That means it's not a choice at all.

It is not fair to assume a low income parent wants government care. Many prefer relative care, or other kinds of care--appreciating the family connections more than government funding.

Poor quality

Claims of a perfect system for every child aside--a monopoly is a monopoly. For example, telecommunications companies offer one kind of service and if you want something different, you need to choose a competitor.

If only the government is allowed to provide daycare, it will all be government care, to state the obvious. In short, there is no way to avoid the one-size-fits-all system, which can't possibly suit all families, or all children.

Once the family budget depends on "free" care, when a child comes along with special needs that are not met by your average daycare, parents are nevertheless stuck with that option. Unfortunately, giving childcare over to government means we create a monopoly -- one that's not able to adapt to the needs of individual families or children, and has no incentive to do so.

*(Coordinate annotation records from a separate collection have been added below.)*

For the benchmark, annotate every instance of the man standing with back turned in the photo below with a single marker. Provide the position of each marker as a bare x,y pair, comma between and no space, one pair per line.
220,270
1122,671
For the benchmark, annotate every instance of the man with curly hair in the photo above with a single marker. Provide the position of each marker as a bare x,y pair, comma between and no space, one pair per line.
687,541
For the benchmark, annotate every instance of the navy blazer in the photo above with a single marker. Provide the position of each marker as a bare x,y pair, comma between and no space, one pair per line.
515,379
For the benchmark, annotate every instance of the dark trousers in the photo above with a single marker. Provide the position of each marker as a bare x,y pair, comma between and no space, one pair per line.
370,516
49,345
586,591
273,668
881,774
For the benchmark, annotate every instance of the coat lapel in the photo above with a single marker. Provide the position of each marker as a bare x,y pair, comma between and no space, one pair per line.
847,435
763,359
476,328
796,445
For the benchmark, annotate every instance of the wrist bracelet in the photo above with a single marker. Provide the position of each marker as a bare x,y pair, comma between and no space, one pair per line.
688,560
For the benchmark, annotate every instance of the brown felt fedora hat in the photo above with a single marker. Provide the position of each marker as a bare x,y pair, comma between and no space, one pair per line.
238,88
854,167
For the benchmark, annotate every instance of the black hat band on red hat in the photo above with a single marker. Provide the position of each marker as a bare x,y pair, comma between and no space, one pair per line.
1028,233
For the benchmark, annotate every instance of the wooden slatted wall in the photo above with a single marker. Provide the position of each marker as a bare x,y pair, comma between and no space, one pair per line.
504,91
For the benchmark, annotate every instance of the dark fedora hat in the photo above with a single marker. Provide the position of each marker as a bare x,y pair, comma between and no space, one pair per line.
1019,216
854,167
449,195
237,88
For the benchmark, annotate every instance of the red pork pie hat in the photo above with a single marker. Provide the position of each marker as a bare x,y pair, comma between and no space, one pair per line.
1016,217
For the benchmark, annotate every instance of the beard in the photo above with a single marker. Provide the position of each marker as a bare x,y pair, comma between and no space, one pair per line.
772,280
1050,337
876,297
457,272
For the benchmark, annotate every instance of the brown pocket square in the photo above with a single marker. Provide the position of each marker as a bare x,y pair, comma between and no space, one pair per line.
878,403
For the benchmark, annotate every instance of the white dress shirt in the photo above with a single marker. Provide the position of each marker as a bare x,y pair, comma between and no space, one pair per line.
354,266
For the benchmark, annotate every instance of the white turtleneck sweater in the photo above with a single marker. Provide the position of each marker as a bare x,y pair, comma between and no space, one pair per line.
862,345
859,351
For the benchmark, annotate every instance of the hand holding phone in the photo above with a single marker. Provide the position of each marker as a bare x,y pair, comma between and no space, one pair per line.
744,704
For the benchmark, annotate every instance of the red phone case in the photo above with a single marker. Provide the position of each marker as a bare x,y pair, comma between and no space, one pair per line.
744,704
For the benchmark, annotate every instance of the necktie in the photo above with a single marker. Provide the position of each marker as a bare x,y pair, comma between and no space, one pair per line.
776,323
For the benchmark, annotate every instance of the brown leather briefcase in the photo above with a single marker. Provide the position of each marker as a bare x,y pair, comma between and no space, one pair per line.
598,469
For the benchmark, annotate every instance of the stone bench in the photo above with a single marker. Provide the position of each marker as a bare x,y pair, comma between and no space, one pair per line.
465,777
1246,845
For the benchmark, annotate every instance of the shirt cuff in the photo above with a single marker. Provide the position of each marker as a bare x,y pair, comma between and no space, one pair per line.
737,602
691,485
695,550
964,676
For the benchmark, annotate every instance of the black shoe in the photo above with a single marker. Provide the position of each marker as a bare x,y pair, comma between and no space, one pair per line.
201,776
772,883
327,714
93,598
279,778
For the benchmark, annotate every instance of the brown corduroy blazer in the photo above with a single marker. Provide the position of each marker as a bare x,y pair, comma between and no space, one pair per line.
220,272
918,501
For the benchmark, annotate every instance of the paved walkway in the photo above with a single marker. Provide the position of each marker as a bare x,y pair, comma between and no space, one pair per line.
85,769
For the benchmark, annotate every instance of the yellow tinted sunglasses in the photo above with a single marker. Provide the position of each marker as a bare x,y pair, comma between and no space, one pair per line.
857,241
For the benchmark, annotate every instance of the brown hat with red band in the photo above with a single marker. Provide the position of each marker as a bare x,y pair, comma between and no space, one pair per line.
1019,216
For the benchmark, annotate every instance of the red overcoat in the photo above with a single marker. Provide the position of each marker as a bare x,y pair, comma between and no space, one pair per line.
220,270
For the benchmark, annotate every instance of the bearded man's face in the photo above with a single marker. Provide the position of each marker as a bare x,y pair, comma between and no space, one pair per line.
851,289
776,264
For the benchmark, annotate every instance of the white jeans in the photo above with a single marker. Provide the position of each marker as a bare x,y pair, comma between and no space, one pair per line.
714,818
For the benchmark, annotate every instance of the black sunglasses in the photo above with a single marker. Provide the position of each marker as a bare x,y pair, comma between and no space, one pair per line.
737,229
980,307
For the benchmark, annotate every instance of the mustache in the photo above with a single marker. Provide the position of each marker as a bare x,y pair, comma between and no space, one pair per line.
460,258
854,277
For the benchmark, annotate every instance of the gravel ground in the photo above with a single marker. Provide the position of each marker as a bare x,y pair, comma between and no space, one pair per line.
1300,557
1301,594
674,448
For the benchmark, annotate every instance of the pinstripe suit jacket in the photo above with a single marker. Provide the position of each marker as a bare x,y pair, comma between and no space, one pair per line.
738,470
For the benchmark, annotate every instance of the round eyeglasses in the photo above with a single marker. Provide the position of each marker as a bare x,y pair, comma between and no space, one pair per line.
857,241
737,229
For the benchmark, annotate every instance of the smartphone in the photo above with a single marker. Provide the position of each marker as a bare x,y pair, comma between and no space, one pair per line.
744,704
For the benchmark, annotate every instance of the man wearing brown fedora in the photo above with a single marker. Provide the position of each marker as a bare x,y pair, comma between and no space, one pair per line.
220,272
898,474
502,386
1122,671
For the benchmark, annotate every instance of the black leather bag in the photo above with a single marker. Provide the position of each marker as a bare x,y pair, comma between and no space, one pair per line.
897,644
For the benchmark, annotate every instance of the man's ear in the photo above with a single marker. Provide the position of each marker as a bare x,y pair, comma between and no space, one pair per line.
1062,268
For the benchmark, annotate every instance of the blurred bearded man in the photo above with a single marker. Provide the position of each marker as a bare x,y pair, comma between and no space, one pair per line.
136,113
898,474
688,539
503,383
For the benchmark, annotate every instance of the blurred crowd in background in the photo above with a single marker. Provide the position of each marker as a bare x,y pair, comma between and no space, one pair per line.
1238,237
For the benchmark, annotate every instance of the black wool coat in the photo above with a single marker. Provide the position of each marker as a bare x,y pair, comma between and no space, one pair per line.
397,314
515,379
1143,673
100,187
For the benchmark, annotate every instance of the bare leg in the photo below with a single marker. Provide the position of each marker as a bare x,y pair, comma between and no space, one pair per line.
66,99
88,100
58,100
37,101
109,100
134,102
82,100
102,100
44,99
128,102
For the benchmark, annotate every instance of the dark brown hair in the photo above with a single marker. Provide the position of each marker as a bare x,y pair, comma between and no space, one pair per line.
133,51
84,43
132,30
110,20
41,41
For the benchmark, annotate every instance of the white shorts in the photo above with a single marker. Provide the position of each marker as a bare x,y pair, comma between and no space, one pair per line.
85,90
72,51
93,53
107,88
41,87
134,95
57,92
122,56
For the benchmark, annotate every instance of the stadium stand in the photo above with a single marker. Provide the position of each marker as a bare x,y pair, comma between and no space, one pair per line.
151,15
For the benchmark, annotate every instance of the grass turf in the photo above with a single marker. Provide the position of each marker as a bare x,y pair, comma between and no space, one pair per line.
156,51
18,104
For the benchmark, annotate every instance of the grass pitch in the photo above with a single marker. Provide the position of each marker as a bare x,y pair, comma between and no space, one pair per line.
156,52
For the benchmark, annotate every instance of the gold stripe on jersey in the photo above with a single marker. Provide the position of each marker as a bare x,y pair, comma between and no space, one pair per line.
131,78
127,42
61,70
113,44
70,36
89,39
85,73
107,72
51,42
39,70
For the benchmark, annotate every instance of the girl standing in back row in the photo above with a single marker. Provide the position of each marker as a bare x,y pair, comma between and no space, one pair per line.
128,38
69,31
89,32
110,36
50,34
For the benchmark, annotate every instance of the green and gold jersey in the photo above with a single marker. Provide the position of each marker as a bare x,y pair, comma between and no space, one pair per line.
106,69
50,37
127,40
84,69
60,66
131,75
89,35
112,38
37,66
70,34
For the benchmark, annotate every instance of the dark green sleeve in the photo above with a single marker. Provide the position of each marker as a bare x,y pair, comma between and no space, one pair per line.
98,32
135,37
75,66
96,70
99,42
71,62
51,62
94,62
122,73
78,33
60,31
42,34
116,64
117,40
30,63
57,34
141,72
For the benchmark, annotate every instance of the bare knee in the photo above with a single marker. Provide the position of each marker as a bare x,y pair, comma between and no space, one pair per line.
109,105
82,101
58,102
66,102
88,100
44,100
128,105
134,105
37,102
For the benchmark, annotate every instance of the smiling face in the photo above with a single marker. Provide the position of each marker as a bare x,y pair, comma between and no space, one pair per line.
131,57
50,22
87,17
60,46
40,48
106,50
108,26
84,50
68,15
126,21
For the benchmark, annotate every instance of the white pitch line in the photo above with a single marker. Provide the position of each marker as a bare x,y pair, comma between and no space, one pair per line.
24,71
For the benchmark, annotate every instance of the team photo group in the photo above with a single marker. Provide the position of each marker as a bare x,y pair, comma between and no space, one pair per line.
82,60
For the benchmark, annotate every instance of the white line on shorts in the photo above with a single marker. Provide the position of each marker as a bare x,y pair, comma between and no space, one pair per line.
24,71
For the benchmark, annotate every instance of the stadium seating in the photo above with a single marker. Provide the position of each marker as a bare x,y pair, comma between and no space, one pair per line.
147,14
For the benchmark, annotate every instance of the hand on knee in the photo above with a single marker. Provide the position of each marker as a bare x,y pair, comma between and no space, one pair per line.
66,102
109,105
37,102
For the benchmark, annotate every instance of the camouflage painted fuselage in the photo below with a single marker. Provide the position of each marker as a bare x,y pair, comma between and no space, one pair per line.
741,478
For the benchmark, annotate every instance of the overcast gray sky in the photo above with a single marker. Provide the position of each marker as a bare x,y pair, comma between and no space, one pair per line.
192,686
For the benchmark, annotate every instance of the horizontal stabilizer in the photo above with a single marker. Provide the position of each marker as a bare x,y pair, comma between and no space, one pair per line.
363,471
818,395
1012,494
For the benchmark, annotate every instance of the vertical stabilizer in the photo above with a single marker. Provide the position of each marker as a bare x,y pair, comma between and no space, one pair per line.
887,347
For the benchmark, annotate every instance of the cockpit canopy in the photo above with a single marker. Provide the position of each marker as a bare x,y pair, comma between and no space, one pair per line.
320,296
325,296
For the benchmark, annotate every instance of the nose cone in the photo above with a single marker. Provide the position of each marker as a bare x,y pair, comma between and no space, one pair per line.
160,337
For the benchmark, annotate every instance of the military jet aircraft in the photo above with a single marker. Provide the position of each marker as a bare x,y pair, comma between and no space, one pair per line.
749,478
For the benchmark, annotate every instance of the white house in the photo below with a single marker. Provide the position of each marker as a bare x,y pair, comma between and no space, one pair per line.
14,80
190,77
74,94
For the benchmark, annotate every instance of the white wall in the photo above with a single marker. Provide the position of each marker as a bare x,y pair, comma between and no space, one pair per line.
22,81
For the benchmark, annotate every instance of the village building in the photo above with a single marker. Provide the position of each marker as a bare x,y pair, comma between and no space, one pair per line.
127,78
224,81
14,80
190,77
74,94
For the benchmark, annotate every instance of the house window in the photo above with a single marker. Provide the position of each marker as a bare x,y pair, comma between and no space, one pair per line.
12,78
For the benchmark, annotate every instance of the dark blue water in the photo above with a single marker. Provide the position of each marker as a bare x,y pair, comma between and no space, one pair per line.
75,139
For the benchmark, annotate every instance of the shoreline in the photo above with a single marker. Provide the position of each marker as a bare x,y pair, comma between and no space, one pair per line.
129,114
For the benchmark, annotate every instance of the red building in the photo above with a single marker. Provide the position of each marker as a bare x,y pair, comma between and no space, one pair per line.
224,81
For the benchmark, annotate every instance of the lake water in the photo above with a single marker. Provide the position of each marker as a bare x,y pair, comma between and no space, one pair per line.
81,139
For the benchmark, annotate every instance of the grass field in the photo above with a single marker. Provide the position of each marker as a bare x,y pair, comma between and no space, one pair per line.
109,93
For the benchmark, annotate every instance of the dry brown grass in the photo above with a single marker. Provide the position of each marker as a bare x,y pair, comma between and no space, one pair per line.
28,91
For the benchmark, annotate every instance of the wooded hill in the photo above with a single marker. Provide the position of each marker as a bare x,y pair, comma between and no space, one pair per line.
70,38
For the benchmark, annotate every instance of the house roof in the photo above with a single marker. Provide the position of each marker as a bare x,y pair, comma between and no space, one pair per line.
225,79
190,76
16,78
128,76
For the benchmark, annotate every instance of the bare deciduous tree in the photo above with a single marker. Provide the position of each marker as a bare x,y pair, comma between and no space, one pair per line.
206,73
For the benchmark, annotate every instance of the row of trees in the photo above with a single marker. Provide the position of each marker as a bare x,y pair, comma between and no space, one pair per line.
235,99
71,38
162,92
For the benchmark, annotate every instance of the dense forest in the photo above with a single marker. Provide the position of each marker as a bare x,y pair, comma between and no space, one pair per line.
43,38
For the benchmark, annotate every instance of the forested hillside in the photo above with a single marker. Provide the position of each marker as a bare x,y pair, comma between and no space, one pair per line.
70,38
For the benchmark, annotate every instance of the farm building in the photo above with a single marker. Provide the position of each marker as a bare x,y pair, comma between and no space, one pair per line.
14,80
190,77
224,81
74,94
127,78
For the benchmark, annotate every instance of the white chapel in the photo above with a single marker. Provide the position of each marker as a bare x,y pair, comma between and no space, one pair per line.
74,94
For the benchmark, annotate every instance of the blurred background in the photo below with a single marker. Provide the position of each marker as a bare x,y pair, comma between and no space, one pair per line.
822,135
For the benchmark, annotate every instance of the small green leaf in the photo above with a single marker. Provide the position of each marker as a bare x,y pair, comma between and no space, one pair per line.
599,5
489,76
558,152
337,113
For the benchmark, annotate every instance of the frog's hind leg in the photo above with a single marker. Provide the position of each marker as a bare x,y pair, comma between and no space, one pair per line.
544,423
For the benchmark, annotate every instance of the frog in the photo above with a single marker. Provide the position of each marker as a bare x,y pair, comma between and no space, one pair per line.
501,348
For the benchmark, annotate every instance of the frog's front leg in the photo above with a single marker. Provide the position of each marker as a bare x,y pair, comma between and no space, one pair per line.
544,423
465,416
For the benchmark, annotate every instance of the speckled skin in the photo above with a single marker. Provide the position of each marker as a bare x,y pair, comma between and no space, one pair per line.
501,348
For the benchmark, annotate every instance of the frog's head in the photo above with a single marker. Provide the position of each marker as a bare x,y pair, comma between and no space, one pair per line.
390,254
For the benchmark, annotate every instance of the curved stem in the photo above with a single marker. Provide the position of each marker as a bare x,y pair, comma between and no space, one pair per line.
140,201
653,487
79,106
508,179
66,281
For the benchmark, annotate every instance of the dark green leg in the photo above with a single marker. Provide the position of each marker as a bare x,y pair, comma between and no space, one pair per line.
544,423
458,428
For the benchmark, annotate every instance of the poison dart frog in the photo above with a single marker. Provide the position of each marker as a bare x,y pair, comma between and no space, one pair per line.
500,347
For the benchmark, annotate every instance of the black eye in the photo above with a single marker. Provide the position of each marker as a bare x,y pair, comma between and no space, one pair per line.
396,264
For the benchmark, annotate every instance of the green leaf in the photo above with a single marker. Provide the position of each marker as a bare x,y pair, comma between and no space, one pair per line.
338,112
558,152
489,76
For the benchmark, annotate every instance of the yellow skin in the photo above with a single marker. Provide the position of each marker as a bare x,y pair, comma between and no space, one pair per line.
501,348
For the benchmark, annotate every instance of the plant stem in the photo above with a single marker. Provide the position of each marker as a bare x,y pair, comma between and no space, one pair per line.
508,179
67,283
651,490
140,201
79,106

Putting children in low-cost care is a course that is easy to dive into, but hard to reverse when it's not working.

A worthy discussion

At this point, I was ready to call it quits, while she, the fitter Canadian of Eastern European extraction, jogged on. I didn't sense any hard feelings. We shall jog again regardless of opinions on daycare funding.

Yet I realized this kind of conversation is rare. The childcare issue tends to bring out moments of aggressive and illogical emotion. Thankfully, my running partner never suggested that I actually harbour anti-woman sentiments, or any such nonsense of the variety politicians bandy about with regularity. She simply asked reasonable questions.

Ironically, in a world increasingly fixated on diversity, we shy away from diverse discussions. A fear of offending keeps all but the boldest of us from engaging in well-meaning conversations to learn.

We might ask ourselves why this is the case. It shouldn't only be opposite Poles (or should I say Polar opposites?) who get to have all the fun.